To experience the space of a painting we project our minds into the painting, consequently I see pictorial space as mind space. The spatial qualities of sculpture exist in our own physical space; we walk around it, proportion our bodies to it - in part it is apprehended or 'seen' by the body. By fusing sculptural frames with pictorial images I hope to address both modes of aesthetic perception.
Some re-occurring themes are: interspecies compassion, philosophical proofs of animal cognition (e.g. the correction of errors, pretense, and awareness of other minds), veiled symbolism, re-presenting women from a woman artist's perspective, exploring the hidden implications, or the backstory of myths, eco-psychology and nature mysticism.
In addition to the frame/painting pieces, in recent years I have begun a series of purely sculptural pieces of gilded carved wood. Each gold sculpture starts solely with the relationships of forms and shapes guided by a love of proportion.
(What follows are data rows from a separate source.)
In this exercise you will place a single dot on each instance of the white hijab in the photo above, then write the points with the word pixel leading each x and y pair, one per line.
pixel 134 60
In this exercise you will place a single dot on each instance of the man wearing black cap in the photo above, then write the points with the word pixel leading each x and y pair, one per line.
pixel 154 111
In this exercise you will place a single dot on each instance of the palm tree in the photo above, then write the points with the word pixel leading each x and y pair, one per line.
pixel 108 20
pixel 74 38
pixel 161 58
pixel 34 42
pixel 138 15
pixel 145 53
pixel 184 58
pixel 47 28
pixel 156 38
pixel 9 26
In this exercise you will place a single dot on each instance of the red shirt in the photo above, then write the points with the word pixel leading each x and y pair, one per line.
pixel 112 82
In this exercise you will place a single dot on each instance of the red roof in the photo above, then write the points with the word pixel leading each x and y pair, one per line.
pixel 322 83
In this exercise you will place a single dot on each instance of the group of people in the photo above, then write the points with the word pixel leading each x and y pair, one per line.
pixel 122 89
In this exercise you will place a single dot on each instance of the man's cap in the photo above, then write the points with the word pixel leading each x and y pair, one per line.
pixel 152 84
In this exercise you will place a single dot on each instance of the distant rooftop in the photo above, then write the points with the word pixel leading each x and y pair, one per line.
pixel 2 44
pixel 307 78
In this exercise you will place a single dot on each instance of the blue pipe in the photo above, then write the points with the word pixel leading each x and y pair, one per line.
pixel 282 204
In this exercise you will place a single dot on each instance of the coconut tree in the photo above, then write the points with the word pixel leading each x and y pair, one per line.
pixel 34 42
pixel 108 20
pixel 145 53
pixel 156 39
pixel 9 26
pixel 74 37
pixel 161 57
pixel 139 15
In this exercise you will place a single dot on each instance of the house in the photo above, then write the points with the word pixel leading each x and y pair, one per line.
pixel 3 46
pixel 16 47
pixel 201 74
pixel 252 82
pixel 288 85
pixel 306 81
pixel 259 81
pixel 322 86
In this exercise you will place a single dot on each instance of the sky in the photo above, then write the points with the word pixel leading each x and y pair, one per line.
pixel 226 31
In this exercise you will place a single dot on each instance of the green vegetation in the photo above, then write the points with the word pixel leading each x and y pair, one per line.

Only when the sculpture is complete do I see the iconographical and philosophical sources that subconsciously fed my decisions and creative process. Body-like the gilding layers a radiant skin onto the form.
Visually, I am drawn to; architecture, light on water, ecclesiastical furniture, clouds, lace, freak vegetables, models of the internal organs of various species, the contours of soft serve ice cream, stalactites, stalagmites, fungi, crowded forms, sooty lines, diffused edges and evening light.